Hashing
Search algorithms that use hashing work by direct access based on key value. Hashing involves a hash function: a function that transforms the search key into an array index, and a collision-resolution process that deals with the cases where multiple keys are mapped to the same index. For applications where access involves only exact-match queries, hashing is usually the search method of choice because it is extremely efficient when implemented correctly. |
Applications
(basically, applications that need search and don't need ordering)- searchable dictionaries
- text search in word processors, etc.
- spellchecking
- web search engines (how google works)
- databases
- internet routers
- file merge and sync
Direct access table
As from the search problem definition, if we have a collection L of n records of the form $(k_1, I_1), (k_2, I_2), ..., (k_n, I_n)$, where $I_j$ is information associated with key $k_j$ from record $j$ for $1\leq j \leq n$. Given a particular key value $K$, the search problem is to locate a record $(k_j, I_j)$ in L such that $k_j = K$ (if one exists). Searching is a systematic method for locating the record (or records) with key value $k_j = K$.Simplest approach: array of items, where the key key $k_j$ is the index into the array and the information $I_j$ is the value stored in the array. Main drawbacks:
- uses a lot of memory if the set of possible keys is large (e.g. integer encoding of English language words?!?)
- keys must be integers
- there are no key collisions
- it's easy to make it fast
- Avoid occupying memory for unused entries in the array (this is the actual 'hashing').

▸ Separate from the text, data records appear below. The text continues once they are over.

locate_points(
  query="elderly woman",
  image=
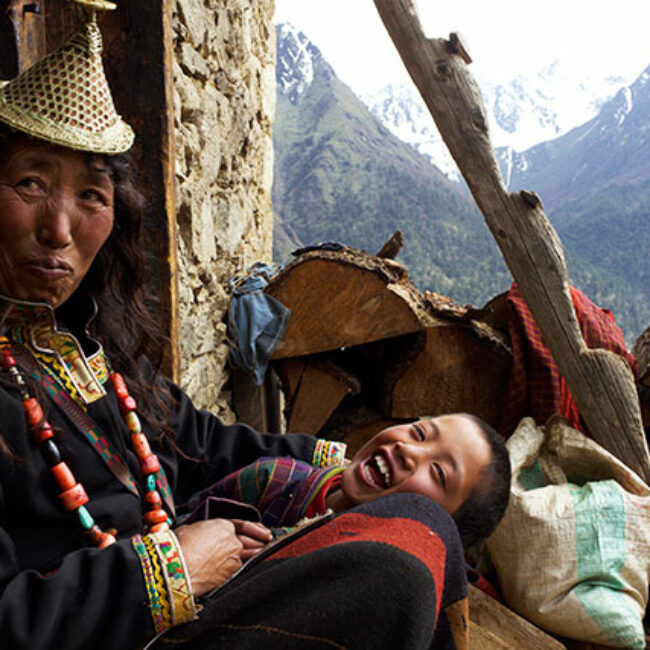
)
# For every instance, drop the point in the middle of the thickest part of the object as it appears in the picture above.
(97, 449)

- Map all key values to non-negative integers (this would be 'pre-hashing'). Naive implementation all keys are finite and discrete (e.g. integer encoding of English language words). In Java, this is implemented by hashCode()
Hash functions
- The function that maps key values to positions is called a hash function (h).
- Typically there are many more values in the key range than there are slots in the hash table.
- Given a hash function h and two keys k1 and k2, if $h(k1)=h(k2)=\beta$, we say that k1 and k2 have a collision at slot $\beta$ under hash function h.
- Perfect hashing is a system in which records are hashed such that there are no collisions (e.g., indexing k-mers when k is small).
- An ideal hash function stores the actual records in the
collection such that each slot in the hash table has equal probability
of being filled; but clustering of records happens (many records hash to
only a few of the slots)
h(K) = 1 is a legal hash function, but it is not very useful---everything will be clustered into one slot! - Common hash functions
- Positive integers: modular hashing
//A function used to hash integers to a table of M slots int h(int x, int M) { return x % M; }
- Floating-point numbers: modular hashing on the binary representation of the key
- Strings
int h(String s, int M) { //mask off the sign bit (to turn the 32-bit integer into a 31-bit nonnegative integer) //s.hashCode() % M won't work perfectly: it gives -48 for String "polygenelubricants" when M = 100 return s.hashCode() & 0x7fffffff) % M; }
- Folding approach & mid-square method (Shaffer 9.4.1) The mid-square method spuares the key value, and then takes the middle r bits of the result, giving a value in the range 0 to $2^r - 1$. This works well because most or all bits of the key value contribute to the result. Eg., key value=4567, hashed to slot #57 in the table of size 100 (i.e., in the range of 0 to 99) (see Shaffer Fig. 9.2).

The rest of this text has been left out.